The chart below shows the oil price for the last 30 years – a rising trend, not falling.
This has no correlation to the airline sector. In fact, the price of Brent Crude today is virtually what it was at the end of 2008, when the price of easyJet shares was about 270p against today’s price of 1,300p – five times higher, when oil is the same price.
Again, this doesn’t make McCall a bad chief executive. She gave a polished answer.
The airline industry has been through a golden 10 years since the global financial crisis in 2008, but this hasn’t been due to lower oil prices.
The main factor has been global Quantitative Easing (QE) by central banks, which has kept interest rates at virtually zero for an extraordinary period of time and allowed leveraged companies to benefit from lower borrowing costs.

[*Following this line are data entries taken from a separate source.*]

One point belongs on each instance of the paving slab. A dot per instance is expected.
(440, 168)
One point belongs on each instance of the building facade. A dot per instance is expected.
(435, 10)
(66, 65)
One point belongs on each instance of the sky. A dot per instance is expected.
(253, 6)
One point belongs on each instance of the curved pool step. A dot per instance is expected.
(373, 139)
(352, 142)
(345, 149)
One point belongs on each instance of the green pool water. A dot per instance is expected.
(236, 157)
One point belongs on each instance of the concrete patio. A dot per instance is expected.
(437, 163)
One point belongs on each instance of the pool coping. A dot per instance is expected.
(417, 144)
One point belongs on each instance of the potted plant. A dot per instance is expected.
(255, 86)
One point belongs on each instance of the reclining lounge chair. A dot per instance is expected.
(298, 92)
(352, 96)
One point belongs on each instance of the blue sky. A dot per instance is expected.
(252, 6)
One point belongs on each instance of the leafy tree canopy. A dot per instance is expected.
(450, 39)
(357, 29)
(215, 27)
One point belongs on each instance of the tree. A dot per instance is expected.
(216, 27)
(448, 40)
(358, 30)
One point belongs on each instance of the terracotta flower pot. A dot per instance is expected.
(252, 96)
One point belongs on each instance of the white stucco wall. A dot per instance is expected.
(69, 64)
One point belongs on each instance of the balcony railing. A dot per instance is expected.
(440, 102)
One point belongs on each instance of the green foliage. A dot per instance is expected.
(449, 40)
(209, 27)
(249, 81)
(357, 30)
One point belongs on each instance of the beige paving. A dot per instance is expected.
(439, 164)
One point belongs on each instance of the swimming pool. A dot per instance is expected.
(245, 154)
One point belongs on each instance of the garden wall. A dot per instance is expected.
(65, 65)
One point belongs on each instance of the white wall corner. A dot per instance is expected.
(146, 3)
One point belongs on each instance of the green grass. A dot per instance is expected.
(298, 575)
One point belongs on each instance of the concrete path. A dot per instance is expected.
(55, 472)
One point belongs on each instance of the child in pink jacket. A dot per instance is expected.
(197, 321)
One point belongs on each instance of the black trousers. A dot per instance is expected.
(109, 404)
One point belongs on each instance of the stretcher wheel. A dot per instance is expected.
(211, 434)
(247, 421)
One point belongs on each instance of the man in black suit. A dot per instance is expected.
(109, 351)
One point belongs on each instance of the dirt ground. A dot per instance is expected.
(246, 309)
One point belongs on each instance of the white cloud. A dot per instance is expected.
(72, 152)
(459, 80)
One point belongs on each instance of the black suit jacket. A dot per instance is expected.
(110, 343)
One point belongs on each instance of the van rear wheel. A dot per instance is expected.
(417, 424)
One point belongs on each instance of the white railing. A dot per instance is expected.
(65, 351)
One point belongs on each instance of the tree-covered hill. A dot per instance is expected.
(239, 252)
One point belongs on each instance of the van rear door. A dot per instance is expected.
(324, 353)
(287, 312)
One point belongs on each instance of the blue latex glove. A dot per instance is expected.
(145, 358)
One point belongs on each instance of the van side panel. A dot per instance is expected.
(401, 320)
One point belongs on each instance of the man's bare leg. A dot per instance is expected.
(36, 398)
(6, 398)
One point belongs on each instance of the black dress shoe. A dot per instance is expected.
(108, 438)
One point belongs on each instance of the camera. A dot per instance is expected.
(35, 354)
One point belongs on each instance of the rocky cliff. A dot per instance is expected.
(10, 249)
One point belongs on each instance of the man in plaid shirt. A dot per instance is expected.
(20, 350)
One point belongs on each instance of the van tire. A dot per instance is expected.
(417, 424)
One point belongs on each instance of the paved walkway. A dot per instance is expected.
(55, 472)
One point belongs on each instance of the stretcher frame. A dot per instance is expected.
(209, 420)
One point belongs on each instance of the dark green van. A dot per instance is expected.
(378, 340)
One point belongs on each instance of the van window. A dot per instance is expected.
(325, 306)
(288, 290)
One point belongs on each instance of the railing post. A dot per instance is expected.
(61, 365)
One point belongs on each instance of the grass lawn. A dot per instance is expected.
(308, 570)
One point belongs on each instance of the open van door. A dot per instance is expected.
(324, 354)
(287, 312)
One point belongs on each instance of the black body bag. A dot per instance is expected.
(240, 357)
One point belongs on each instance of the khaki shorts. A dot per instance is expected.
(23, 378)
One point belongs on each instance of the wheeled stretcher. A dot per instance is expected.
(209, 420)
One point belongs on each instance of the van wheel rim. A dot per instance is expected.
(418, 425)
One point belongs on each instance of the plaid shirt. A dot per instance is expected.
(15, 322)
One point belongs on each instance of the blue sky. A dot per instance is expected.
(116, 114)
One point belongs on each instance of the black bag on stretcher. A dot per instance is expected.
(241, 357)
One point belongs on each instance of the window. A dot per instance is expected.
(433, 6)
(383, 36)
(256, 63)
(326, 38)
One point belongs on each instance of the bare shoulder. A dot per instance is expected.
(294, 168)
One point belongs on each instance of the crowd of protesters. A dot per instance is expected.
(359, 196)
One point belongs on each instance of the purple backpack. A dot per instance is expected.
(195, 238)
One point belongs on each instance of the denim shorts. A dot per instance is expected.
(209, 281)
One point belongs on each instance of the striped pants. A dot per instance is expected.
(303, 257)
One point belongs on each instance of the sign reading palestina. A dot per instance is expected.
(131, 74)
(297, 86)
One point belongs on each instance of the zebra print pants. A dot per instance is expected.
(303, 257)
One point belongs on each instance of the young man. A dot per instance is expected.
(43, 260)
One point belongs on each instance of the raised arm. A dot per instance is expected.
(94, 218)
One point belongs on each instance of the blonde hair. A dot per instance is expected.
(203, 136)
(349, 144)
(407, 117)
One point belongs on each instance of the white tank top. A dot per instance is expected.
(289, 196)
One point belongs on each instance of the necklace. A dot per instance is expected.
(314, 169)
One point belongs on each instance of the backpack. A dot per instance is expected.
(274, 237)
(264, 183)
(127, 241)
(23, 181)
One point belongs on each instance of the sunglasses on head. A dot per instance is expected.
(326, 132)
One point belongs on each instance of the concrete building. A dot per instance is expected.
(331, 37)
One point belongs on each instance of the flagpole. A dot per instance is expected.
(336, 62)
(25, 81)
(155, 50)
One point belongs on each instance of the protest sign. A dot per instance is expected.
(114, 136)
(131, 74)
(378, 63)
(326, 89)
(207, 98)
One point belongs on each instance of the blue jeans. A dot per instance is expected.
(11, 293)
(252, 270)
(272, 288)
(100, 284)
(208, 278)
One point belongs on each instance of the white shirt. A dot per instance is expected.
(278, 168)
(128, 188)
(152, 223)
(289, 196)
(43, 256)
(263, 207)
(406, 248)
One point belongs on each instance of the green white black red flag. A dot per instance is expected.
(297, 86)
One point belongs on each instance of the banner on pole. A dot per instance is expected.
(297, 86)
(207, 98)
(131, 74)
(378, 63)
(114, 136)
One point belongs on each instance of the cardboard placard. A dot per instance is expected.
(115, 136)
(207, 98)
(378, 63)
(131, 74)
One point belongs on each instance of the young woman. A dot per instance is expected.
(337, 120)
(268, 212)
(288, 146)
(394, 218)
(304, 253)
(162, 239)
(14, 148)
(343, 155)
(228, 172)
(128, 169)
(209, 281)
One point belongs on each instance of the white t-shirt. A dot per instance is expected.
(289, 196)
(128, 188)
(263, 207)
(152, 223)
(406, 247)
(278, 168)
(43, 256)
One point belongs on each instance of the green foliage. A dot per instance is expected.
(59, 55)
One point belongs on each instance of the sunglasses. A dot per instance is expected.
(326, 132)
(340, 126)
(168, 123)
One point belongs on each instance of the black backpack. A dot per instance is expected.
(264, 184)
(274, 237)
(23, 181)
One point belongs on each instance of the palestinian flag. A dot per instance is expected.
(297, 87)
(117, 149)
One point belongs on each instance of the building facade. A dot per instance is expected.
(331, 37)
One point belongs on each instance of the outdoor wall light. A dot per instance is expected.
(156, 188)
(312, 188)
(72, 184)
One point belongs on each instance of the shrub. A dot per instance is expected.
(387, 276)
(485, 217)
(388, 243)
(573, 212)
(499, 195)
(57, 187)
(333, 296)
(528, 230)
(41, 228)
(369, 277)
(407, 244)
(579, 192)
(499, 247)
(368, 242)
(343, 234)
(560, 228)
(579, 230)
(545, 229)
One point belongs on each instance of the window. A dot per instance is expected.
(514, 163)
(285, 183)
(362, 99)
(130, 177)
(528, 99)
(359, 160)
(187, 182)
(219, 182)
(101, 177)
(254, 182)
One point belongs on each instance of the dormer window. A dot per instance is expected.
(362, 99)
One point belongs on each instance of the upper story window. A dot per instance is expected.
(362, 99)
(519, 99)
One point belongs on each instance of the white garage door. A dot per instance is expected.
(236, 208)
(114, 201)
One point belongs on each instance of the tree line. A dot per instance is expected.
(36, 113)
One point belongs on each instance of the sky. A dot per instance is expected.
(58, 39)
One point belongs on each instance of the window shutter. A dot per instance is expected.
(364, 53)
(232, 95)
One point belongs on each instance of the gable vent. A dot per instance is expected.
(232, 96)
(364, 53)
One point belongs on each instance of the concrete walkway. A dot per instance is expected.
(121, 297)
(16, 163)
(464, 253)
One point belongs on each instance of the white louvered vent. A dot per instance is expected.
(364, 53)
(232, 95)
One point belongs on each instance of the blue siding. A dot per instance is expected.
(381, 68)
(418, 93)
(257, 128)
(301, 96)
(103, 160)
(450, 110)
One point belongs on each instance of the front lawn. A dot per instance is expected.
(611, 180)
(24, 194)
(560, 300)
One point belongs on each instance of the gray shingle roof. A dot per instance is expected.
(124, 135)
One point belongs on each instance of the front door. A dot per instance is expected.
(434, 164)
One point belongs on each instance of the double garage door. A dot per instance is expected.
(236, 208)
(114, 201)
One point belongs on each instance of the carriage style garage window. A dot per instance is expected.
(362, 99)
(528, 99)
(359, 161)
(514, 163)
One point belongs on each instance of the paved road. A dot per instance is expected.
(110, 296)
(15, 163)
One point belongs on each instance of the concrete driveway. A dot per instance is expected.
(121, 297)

For an airline which has massive leasing liabilities on aircraft this has been a huge driver. It has also allowed airlines to put new fleets in place with significantly lower operating costs which they haven’t had to pass on to customers.
The problem is the Central Banks can’t just keep printing money. It has to stop and then we will see interest rates start to rise.
Now that is not a disaster as most lease costs will be locked in and the fleets have been modernised, but it will mean new aircraft may become harder to fund going forward.
If that combines with any other macro-economic effect that might cause a slowdown the probability of the industry going back to a cyclical state is very high, and I believe it will.
If you look at a 20-year chart of the share price of British Airways-owner IAG (and the share price of BA prior to IAG’s formation in 2011) you see the cyclicality – the share price is where BA’s was 20 years ago.
But what it really tells you, from a pure chart perspective, is that a downturn is coming.
It feels to me the Industry as a whole has had it too good for too long and, although I don’t wish the bad days of booms and busts to return, I don’t believe we are in a new paradigm.
The airline industry has always been risky. Yes, it has improved dramatically over recent years and it has some exceptional managers. But they can’t go forward when the wind turns.
That is what I believe McCall could see and why she has announced she is leaving.